When the Society was formed, a number of women came out from Algonquin to organise, though Mrs. Johnnie Dunn did not see why in common sense they couldn't form a society themselves without a lot of women from town trolloping out to show them how to do something they all knew how to do already. Nevertheless the ladies from town came and they organised centres in Dalton and Greenwood and Orchard Glen and in other places all through the country.
The Orchard Glen Red Cross Society was to meet once a week in the basement of the Methodist Church, it being the largest available space in the village.

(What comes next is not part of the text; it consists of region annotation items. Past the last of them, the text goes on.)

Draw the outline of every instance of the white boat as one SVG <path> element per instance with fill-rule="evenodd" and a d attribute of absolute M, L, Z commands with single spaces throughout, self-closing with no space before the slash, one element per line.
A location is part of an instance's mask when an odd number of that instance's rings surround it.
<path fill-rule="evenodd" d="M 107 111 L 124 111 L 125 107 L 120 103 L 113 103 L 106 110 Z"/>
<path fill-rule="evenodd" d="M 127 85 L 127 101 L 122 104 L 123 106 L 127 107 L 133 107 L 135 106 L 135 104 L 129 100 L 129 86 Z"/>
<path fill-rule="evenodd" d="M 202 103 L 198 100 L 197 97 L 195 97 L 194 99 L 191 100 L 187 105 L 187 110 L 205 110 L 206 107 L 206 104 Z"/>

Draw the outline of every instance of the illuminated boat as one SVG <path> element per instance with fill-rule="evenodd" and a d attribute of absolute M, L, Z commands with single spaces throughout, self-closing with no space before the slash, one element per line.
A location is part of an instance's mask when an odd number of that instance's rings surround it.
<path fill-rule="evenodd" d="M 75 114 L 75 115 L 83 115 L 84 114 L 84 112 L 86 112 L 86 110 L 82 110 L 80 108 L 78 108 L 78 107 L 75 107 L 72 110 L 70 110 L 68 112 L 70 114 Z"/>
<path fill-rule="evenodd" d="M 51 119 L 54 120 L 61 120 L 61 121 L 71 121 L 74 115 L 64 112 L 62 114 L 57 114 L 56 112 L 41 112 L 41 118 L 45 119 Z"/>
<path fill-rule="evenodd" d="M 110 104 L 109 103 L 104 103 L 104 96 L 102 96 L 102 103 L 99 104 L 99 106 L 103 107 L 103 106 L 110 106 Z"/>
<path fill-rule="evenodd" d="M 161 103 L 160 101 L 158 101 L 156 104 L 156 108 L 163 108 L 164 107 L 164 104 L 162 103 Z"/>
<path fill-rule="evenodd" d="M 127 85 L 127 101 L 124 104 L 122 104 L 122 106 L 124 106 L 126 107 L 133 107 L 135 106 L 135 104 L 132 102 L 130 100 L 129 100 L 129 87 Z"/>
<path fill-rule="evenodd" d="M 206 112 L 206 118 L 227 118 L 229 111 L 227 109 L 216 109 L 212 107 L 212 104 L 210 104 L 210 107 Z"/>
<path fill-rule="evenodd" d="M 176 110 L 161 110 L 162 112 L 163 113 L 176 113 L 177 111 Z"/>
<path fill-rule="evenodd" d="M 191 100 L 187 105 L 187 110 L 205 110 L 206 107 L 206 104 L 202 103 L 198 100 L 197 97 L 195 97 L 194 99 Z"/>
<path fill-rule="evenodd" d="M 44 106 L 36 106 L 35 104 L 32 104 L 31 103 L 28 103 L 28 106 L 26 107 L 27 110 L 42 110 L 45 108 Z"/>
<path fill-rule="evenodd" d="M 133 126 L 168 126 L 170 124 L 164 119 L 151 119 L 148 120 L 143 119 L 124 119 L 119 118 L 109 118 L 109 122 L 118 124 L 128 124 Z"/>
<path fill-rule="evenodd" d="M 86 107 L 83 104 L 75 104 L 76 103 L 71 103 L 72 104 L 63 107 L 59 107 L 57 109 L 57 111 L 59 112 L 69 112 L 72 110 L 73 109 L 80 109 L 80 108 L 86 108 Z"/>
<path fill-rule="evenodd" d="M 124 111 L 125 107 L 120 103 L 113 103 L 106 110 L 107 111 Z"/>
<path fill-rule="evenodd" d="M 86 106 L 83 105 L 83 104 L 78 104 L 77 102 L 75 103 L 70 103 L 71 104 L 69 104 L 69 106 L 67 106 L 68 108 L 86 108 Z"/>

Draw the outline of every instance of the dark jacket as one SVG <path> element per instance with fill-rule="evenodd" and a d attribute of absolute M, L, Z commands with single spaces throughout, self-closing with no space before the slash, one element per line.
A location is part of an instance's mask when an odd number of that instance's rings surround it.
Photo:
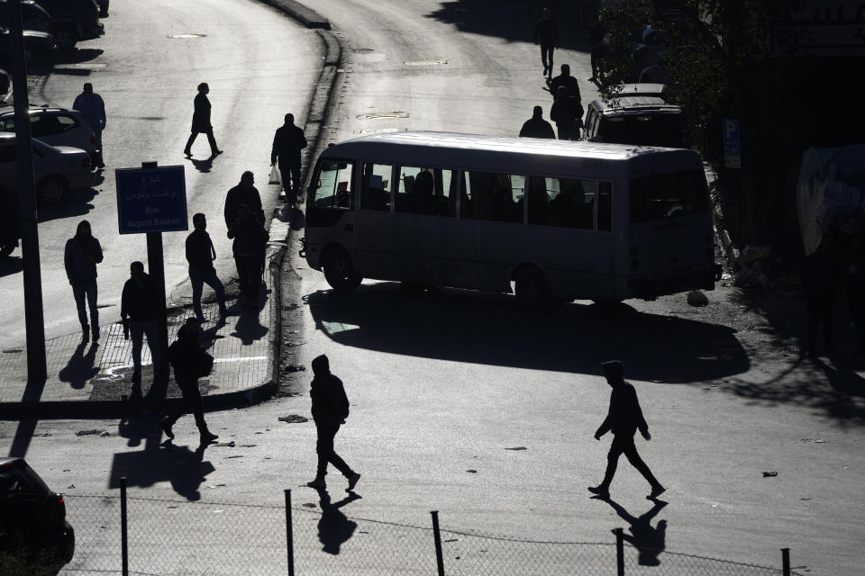
<path fill-rule="evenodd" d="M 273 148 L 270 149 L 270 164 L 300 166 L 300 151 L 306 148 L 306 137 L 304 130 L 294 124 L 283 124 L 273 135 Z"/>
<path fill-rule="evenodd" d="M 559 45 L 559 27 L 551 19 L 539 20 L 534 25 L 534 43 L 544 46 Z"/>
<path fill-rule="evenodd" d="M 196 384 L 202 376 L 205 365 L 213 365 L 213 356 L 198 344 L 197 334 L 183 327 L 178 330 L 178 339 L 168 346 L 168 362 L 174 368 L 174 377 L 180 386 Z"/>
<path fill-rule="evenodd" d="M 70 282 L 86 282 L 96 277 L 96 265 L 102 262 L 102 246 L 92 236 L 84 244 L 73 237 L 66 241 L 63 264 Z"/>
<path fill-rule="evenodd" d="M 216 250 L 206 230 L 193 230 L 187 237 L 187 261 L 190 268 L 210 270 L 216 259 Z"/>
<path fill-rule="evenodd" d="M 316 374 L 309 390 L 315 426 L 339 426 L 349 417 L 349 399 L 342 381 L 330 373 Z"/>
<path fill-rule="evenodd" d="M 530 118 L 523 124 L 520 136 L 524 138 L 556 138 L 552 125 L 543 118 Z"/>
<path fill-rule="evenodd" d="M 576 98 L 577 100 L 581 100 L 579 95 L 579 83 L 577 82 L 577 78 L 570 76 L 565 76 L 564 74 L 560 74 L 552 80 L 550 81 L 550 92 L 552 94 L 552 97 L 556 97 L 556 93 L 559 92 L 559 86 L 565 86 L 568 88 L 568 95 L 571 98 Z"/>
<path fill-rule="evenodd" d="M 159 299 L 156 290 L 156 283 L 150 274 L 144 274 L 141 285 L 132 278 L 127 280 L 120 299 L 120 317 L 129 316 L 133 320 L 151 320 L 156 318 L 159 312 Z"/>
<path fill-rule="evenodd" d="M 250 212 L 255 214 L 259 221 L 264 223 L 264 210 L 261 209 L 261 196 L 255 186 L 250 190 L 244 190 L 241 184 L 237 184 L 228 191 L 225 196 L 225 209 L 223 211 L 223 216 L 225 218 L 225 227 L 231 228 L 237 218 L 237 207 L 241 204 L 246 204 Z M 229 238 L 232 238 L 229 236 Z"/>
<path fill-rule="evenodd" d="M 633 436 L 637 428 L 643 434 L 649 432 L 649 425 L 642 417 L 640 400 L 637 400 L 637 391 L 628 382 L 623 382 L 613 388 L 610 410 L 606 418 L 597 428 L 596 436 L 612 431 L 614 436 Z"/>
<path fill-rule="evenodd" d="M 213 129 L 210 124 L 210 100 L 199 92 L 196 96 L 196 111 L 192 113 L 192 131 L 206 132 Z"/>

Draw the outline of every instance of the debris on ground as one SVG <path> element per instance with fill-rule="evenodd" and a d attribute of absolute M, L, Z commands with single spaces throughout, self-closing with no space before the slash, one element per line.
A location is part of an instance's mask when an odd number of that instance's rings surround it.
<path fill-rule="evenodd" d="M 687 292 L 687 305 L 694 306 L 695 308 L 700 308 L 701 306 L 708 306 L 709 299 L 700 290 L 692 290 Z"/>
<path fill-rule="evenodd" d="M 299 414 L 289 414 L 288 416 L 280 416 L 277 418 L 280 422 L 286 422 L 287 424 L 300 424 L 302 422 L 309 422 L 309 418 L 305 416 L 301 416 Z"/>

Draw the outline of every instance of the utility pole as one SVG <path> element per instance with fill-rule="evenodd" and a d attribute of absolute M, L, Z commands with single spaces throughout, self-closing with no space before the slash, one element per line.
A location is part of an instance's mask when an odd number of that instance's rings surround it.
<path fill-rule="evenodd" d="M 48 377 L 45 365 L 45 326 L 42 316 L 42 278 L 39 264 L 39 216 L 33 184 L 33 144 L 30 131 L 27 68 L 22 34 L 21 0 L 7 0 L 12 86 L 14 93 L 15 144 L 18 151 L 18 203 L 21 210 L 21 255 L 24 277 L 24 328 L 27 332 L 27 380 Z"/>

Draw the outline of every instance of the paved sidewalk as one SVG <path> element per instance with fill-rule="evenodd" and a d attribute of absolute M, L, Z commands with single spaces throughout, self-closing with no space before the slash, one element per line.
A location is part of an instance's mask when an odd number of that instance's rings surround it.
<path fill-rule="evenodd" d="M 274 228 L 287 228 L 274 220 Z M 279 232 L 277 232 L 278 234 Z M 285 238 L 287 233 L 283 230 Z M 281 241 L 279 242 L 281 244 Z M 271 258 L 278 266 L 282 250 L 271 249 Z M 278 268 L 275 271 L 279 274 Z M 229 315 L 220 318 L 215 302 L 203 303 L 206 322 L 202 325 L 202 346 L 215 359 L 209 377 L 199 380 L 205 405 L 211 399 L 232 400 L 234 403 L 250 403 L 262 395 L 270 395 L 273 360 L 271 332 L 278 331 L 278 322 L 271 321 L 271 287 L 273 274 L 265 274 L 259 307 L 242 309 L 236 298 L 229 300 Z M 213 296 L 213 294 L 211 294 Z M 206 292 L 205 292 L 206 298 Z M 231 297 L 230 297 L 231 298 Z M 191 305 L 168 311 L 168 342 L 177 338 L 184 320 L 193 315 Z M 141 389 L 133 390 L 132 382 L 132 340 L 123 338 L 120 323 L 101 327 L 97 341 L 82 341 L 80 332 L 51 338 L 45 342 L 48 378 L 44 382 L 28 382 L 25 346 L 0 353 L 0 418 L 15 418 L 24 413 L 41 416 L 92 416 L 132 408 L 141 396 L 150 392 L 153 366 L 150 348 L 141 354 Z M 161 403 L 160 396 L 178 398 L 180 392 L 173 374 L 168 390 L 159 391 L 150 403 Z M 128 403 L 132 400 L 132 404 Z"/>

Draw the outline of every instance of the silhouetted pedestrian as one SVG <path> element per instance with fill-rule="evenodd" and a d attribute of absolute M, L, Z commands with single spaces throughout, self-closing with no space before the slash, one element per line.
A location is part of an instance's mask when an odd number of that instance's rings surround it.
<path fill-rule="evenodd" d="M 240 204 L 237 207 L 237 218 L 228 229 L 228 238 L 234 238 L 232 249 L 237 266 L 241 304 L 258 306 L 259 286 L 261 284 L 260 263 L 264 258 L 268 233 L 246 204 Z"/>
<path fill-rule="evenodd" d="M 550 120 L 556 122 L 560 140 L 578 140 L 583 125 L 583 106 L 568 94 L 568 88 L 559 86 L 556 101 L 550 108 Z"/>
<path fill-rule="evenodd" d="M 570 76 L 570 66 L 568 64 L 561 65 L 561 74 L 554 77 L 550 81 L 550 94 L 552 94 L 552 97 L 556 97 L 556 93 L 559 91 L 559 86 L 565 86 L 568 88 L 568 95 L 571 98 L 576 98 L 578 102 L 582 103 L 582 97 L 579 95 L 579 83 L 577 82 L 577 78 Z"/>
<path fill-rule="evenodd" d="M 237 218 L 237 207 L 241 204 L 246 204 L 246 207 L 255 214 L 259 221 L 263 225 L 264 210 L 261 208 L 261 195 L 258 188 L 255 187 L 255 176 L 247 170 L 241 175 L 240 183 L 228 191 L 225 195 L 225 207 L 223 210 L 223 216 L 225 218 L 225 227 L 231 228 L 234 220 Z"/>
<path fill-rule="evenodd" d="M 192 114 L 192 134 L 187 140 L 187 146 L 183 148 L 183 153 L 187 156 L 192 156 L 192 144 L 196 141 L 198 134 L 204 132 L 207 135 L 207 142 L 210 144 L 210 157 L 214 158 L 223 151 L 216 146 L 216 139 L 214 138 L 214 127 L 210 123 L 210 100 L 207 99 L 207 94 L 210 92 L 210 86 L 206 82 L 198 85 L 198 94 L 196 94 L 195 112 Z"/>
<path fill-rule="evenodd" d="M 96 307 L 96 265 L 102 262 L 102 246 L 93 237 L 90 222 L 86 220 L 78 222 L 75 236 L 66 241 L 63 263 L 66 266 L 66 276 L 72 286 L 72 295 L 78 310 L 78 321 L 81 322 L 81 338 L 87 339 L 90 327 L 93 327 L 94 341 L 99 339 L 99 309 Z M 87 324 L 87 310 L 85 308 L 86 299 L 90 309 L 90 324 Z"/>
<path fill-rule="evenodd" d="M 105 157 L 102 149 L 102 130 L 105 129 L 105 103 L 102 96 L 93 91 L 93 85 L 85 82 L 84 92 L 75 97 L 72 108 L 81 112 L 81 117 L 86 121 L 96 139 L 96 158 L 94 166 L 97 168 L 105 167 Z"/>
<path fill-rule="evenodd" d="M 604 74 L 604 56 L 606 46 L 604 44 L 604 37 L 606 35 L 606 29 L 597 19 L 597 14 L 592 14 L 592 23 L 588 27 L 588 43 L 592 47 L 591 63 L 592 77 L 589 82 L 600 82 L 601 76 Z"/>
<path fill-rule="evenodd" d="M 306 137 L 304 136 L 304 130 L 295 126 L 294 114 L 286 114 L 285 123 L 278 128 L 273 135 L 270 166 L 278 160 L 282 188 L 286 191 L 286 199 L 289 204 L 297 203 L 297 193 L 301 186 L 300 151 L 305 148 L 306 148 Z"/>
<path fill-rule="evenodd" d="M 226 316 L 228 310 L 225 308 L 225 289 L 214 267 L 216 249 L 214 248 L 214 241 L 207 233 L 207 218 L 198 212 L 192 217 L 192 225 L 196 230 L 187 237 L 187 262 L 189 263 L 189 281 L 192 283 L 192 308 L 196 312 L 196 318 L 204 322 L 201 292 L 205 284 L 216 292 L 219 313 Z"/>
<path fill-rule="evenodd" d="M 652 475 L 649 466 L 637 453 L 637 446 L 633 444 L 633 436 L 638 428 L 642 437 L 646 440 L 651 439 L 649 425 L 642 417 L 640 401 L 637 400 L 637 392 L 633 386 L 624 382 L 624 367 L 620 361 L 605 362 L 601 366 L 604 368 L 607 383 L 613 388 L 613 392 L 610 394 L 609 412 L 595 432 L 595 439 L 600 440 L 602 436 L 612 431 L 613 444 L 606 456 L 606 472 L 604 474 L 604 480 L 597 486 L 590 486 L 588 490 L 600 496 L 610 495 L 610 483 L 615 474 L 619 456 L 624 454 L 628 462 L 649 481 L 651 492 L 646 498 L 655 499 L 666 489 Z"/>
<path fill-rule="evenodd" d="M 150 274 L 144 272 L 144 265 L 132 262 L 129 265 L 129 275 L 120 299 L 120 318 L 123 321 L 123 335 L 128 334 L 132 339 L 132 382 L 141 383 L 145 334 L 153 360 L 154 375 L 162 367 L 156 321 L 162 310 L 159 310 L 159 289 Z"/>
<path fill-rule="evenodd" d="M 826 235 L 817 249 L 805 258 L 802 275 L 808 310 L 809 358 L 817 357 L 817 330 L 821 324 L 826 352 L 833 354 L 835 351 L 833 335 L 839 270 L 833 250 L 833 242 Z"/>
<path fill-rule="evenodd" d="M 205 410 L 201 403 L 201 391 L 198 390 L 198 379 L 210 374 L 214 365 L 214 357 L 205 352 L 198 344 L 199 330 L 198 320 L 195 318 L 187 318 L 178 330 L 178 339 L 168 347 L 168 361 L 174 367 L 174 379 L 180 388 L 183 399 L 178 407 L 159 423 L 159 426 L 165 432 L 165 436 L 174 438 L 171 427 L 187 410 L 191 411 L 196 418 L 201 444 L 206 445 L 219 436 L 207 429 Z"/>
<path fill-rule="evenodd" d="M 541 106 L 535 106 L 532 111 L 532 118 L 523 123 L 520 136 L 555 139 L 556 133 L 552 130 L 552 125 L 543 119 L 543 109 Z"/>
<path fill-rule="evenodd" d="M 360 480 L 360 474 L 351 470 L 333 450 L 333 437 L 349 417 L 349 399 L 345 395 L 342 381 L 331 374 L 330 363 L 323 354 L 313 360 L 313 374 L 309 397 L 313 401 L 313 420 L 318 435 L 315 443 L 318 467 L 315 479 L 306 485 L 316 490 L 326 488 L 324 476 L 330 463 L 349 481 L 349 487 L 345 491 L 351 492 Z"/>
<path fill-rule="evenodd" d="M 541 44 L 541 62 L 543 76 L 552 76 L 552 53 L 559 46 L 559 26 L 552 19 L 550 8 L 541 11 L 541 20 L 534 25 L 534 44 Z"/>

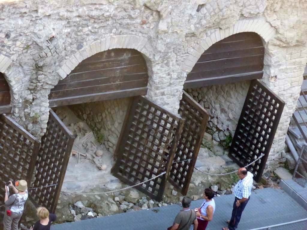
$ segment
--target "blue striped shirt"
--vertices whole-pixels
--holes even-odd
[[[238,182],[233,190],[233,194],[236,197],[239,199],[249,197],[251,193],[253,177],[250,172],[247,172],[246,176]]]

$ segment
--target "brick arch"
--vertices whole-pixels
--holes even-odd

Mrs. Sutherland was made President and Mrs. Sinclair Treasurer; and young Mrs. Martin was Secretary, with Christina Lindsay to assist and take the minutes when the children were so bad that nobody could manage them. There was a large executive committee besides, but all these officials were quite irrelevant, for Mrs. Johnnie Dunn was the real head and body and limbs of the society, and looked after all its business.
Then The Woman brought out the materials for sewing and knitting from Algonquin, and returned the garments when she thought they ought to be finished, and woe betide the unlucky Red Cross worker who was behind a day with a shirt or a pair of socks! For she decreed just how much was to be done each week, and no Prussian Militarist ever ruled with so high a hand.
"Just add another roll o' towelling to that order," she would command the Algonquin woman who was handing out her month's work, "there's a lot o' lazy lumps out at our corner that's sittin' pickin' their fingers for want o' somethin' to do."
The Society followed The Woman and the President was left far in the rear. Indeed Orchard Glen was rather proud of Mrs. Johnnie Dunn. She was so clever and made such a name for them in Red Cross circles. The valentine episode was forgotten with other pre-war trivialities and she was reinstated in her old place of leadership.